The New York Times sexed up its local coverage this weekend with a long and in-depth story, featured on the front page of the Sunday metro section, on an underground strip club-cum-brothel in the city. The article, titled “A Strip Club in Manhattan Proves That Vice Is Hard to Kill,” was written by Times reporter Mosi Secret, who now covers sin and vice in all its permutations, a newly minted beat conceived by city editor Dean Chang.
“I always thought that one of the more compelling things you could ever cover in New York was sin,” Mr. Chang told the Observer. Mr. Chang worked for 17 years as a reporter and editor at the Daily News before moving to the Times in 2008. “You could have a franchise on sin working there,” Mr. Chang said of the News. “At the Times, it’s sort of different.”
Naturally, the article and the new beat caused a stir on social media platforms, most notably among journalists, who expressed their envy and surprise that such a beat could exist and noted that Mr. Secret has the perfect name for his position.
But Mr. Chang said he didn’t come up with the beat to provoke. “This is not an excuse to suddenly run titillating stories in the New York Times,” Mr. Chang explained. The idea, he said, was “to cover things, places, issues that wouldn’t naturally have a voice in the metro section.”
He initially floated the idea past his colleagues, including Wendell Jamieson, the paper’s metro editor, and when it was approved, they settled on Mr. Secret, who’s worked at the Times since 2010, for the position.
“We wanted to give him something that he could really sink his teeth into,” Mr. Chang said.

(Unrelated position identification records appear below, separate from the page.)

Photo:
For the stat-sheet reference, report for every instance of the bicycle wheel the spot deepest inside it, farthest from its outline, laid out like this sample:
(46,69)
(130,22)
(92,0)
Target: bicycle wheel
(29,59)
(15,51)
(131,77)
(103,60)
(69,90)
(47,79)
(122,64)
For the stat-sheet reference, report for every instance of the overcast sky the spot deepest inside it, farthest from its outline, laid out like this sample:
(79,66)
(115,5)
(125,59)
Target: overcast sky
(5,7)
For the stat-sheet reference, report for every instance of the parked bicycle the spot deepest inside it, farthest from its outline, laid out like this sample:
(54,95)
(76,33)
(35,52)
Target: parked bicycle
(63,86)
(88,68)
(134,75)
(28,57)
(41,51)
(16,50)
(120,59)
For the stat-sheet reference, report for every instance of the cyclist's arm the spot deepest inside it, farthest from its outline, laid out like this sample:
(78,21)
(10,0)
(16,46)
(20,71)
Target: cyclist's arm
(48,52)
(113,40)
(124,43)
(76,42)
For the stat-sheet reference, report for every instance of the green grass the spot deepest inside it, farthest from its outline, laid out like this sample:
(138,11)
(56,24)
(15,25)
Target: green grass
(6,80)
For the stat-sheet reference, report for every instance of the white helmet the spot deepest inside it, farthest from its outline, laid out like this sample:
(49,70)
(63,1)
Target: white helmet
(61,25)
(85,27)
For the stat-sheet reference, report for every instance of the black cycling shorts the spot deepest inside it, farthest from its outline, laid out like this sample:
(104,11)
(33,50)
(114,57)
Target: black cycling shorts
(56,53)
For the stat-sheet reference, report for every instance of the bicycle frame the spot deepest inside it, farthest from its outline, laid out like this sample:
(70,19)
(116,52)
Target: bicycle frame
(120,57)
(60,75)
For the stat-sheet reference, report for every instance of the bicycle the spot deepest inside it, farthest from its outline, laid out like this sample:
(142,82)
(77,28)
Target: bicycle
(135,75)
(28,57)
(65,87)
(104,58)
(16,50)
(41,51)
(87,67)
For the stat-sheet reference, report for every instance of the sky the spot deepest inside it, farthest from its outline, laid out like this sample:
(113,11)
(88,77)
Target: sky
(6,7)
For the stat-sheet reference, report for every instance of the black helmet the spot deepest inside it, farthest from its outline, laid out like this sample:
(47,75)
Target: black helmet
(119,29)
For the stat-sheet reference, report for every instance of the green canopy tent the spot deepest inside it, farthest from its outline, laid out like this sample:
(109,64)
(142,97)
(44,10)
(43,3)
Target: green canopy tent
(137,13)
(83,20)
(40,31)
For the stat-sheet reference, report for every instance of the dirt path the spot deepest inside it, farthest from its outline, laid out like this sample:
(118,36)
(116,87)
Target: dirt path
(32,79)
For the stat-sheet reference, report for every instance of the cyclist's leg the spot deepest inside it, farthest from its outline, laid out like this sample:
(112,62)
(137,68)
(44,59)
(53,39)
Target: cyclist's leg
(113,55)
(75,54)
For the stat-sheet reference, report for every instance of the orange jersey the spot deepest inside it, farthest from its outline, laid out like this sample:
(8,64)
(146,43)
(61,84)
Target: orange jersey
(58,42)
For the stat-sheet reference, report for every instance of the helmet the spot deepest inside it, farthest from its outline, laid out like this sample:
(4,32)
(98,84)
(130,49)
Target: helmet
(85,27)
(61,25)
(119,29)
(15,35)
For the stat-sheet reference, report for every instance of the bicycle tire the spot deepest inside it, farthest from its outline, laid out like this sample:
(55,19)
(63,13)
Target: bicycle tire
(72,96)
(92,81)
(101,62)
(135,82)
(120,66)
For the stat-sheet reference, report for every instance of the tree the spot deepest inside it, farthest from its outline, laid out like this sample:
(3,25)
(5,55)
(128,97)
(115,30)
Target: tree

A former reporter at ProPublica and alternative weeklies, Mr. Secret had been tasked to cover federal court in Brooklyn before he moved on to the paper’s scintillating new beat, which is to say, he was ready for a change.
“This is probably the most fun I’ve had at the Times,” Mr. Secret told the Observer.
While Mr. Secret was attracted to the opportunity for the obvious reasons—who wouldn’t want to cover sin and vice for the Times?—he said he’s not an “adrenaline junkie.”
“I’m not that kind of reporter,” Mr. Secret said. “I do enjoy observing and thinking deeply about the things I see. I also enjoy crafting language, and this assignment allows me to do that.”
He is looking forward to getting out into the streets and working on a beat that affords him the opportunity to do long-form, narrative features, which he excels at, according to Mr. Chang. (Mr. Secret recently published a long piece in the Times Magazine on Brownsville.)
Mr. Secret was reluctant to reveal what he’s working on but mentioned that he has a number of stories in the works. The beat will focus both on sin’s seedier side (prostitution, for instance, the subject of his first article) and its more upscale counterpart—high-stakes poker, say. Mr. Secret plans to stay on the beat for about a year, he said.
In the meantime, it’s still a “work in progress,” said Mr. Chang, who is figuring out how to direct the coverage of sin without encroaching on other beats at the paper. “Murder is a sin but it’s also a crime,” Mr. Chang said, “so it’s likely that that would be covered by our other beat reporters.”
Mr. Chang also noted that while the inaugural article was well received, some readers were surprised it ran in the paper, given the subject matter (though Maureen Dowd may have softened longtime Times readers to the idea of vice with her pot-infused dispatch from Denver’s front lines today). Ira Stoll, for one, who writes the blog Smarter Times, took issue with the fact that the article “leaves several questions unanswered,” such as the name of the lawyer who introduced Mr. Secret to the strip club. “The whole story is quite un-Timeslike,” Mr. Stoll concluded.
Mr. Chang defended the article and said he has no regrets about running it. “There are a lot of opinions about what makes a good New York Times story, and not everyone’s going to agree,” Mr. Chang said. “But I feel very strongly that what we did was a Times story in every way.”
Given the name of the beat, though, did Mr. Chang view the new coverage as a way to move in on the territory of magazines like Vice, which offers in-depth, alternative and often, yes, titillating examinations of society’s darker underbelly?
“No,” Mr. Chang said, “we’re going straight for Playboy’s readership.”